Ainsi, les proches gardent en mémoire une image apaisée du défunt.
Cette technique est basée sur l’utilisation de produits aseptiques pour un nettoyage interne et externe du corps.
L’effet est à la fois hygiénique et esthétique.
Ces soins ne sont pas obligatoires, sauf s'il est prévu un transport du corps sans mise en bière entre 24 et 48 heures après le décès, une distance de plus de 600km à parcourir ou un rapatriement (pour certains pays seulement).
Ces soins sont soumis à l’autorisation du médecin qui a constaté le décès et qui le mentionne sur le certificat de décès. Ils ne pourront être réalisés sans l’accord de la personne ayant qualité pour pourvoir aux funérailles qui tiendra compte des volontés du défunt exprimées sur ce point.

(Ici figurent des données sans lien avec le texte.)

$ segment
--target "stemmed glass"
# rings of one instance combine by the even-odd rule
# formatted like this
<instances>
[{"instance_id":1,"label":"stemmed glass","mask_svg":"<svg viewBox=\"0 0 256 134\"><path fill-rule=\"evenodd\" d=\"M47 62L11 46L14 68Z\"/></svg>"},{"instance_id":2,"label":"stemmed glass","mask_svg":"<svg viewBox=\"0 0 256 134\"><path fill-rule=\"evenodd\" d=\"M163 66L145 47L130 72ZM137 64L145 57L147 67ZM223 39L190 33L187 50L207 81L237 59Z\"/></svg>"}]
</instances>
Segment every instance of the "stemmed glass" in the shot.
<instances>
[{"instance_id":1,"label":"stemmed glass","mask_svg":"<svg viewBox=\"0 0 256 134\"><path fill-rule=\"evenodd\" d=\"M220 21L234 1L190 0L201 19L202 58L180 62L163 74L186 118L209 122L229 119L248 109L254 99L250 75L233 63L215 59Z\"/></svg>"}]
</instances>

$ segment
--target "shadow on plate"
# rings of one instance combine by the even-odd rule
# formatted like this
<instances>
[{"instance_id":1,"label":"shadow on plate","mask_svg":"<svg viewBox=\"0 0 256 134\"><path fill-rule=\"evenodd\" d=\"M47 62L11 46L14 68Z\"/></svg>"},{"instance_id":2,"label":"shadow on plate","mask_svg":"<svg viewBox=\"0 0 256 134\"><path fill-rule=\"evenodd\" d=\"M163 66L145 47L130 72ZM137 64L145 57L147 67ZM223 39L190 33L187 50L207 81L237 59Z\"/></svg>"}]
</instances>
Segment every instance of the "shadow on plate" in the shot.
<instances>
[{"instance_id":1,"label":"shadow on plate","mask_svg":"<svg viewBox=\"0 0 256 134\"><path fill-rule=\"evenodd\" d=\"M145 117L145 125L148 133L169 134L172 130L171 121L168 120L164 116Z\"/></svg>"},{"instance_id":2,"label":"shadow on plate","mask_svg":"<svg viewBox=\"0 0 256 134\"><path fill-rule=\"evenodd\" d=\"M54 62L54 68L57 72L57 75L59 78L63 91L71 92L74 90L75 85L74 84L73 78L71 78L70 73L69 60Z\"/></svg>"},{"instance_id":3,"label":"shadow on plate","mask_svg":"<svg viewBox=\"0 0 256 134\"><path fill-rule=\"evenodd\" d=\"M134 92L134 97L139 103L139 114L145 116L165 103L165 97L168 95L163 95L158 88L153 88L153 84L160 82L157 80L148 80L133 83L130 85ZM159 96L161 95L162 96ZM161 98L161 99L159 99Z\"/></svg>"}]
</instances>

Les soins de conservation nécessitent l'autorisation du maire du lieu de décès, ou de celui où ils sont pratiqués, et de la famille. Ils sont réalisés par le thanatopracteur sous la surveillance d'un fonctionnaire de police ou agent de police municipale.
Un procès-verbal de l'opération est ensuite envoyé au maire.
Les religions chrétiennes (confession catholique et protestante) acceptent que des soins de conservation soient pratiqués sur le corps du défunt.
D’autres religions (juive, islamique, bouddhiste) les interdisent (unique tolérance pour le rapatriement du cercueil vers certains pays).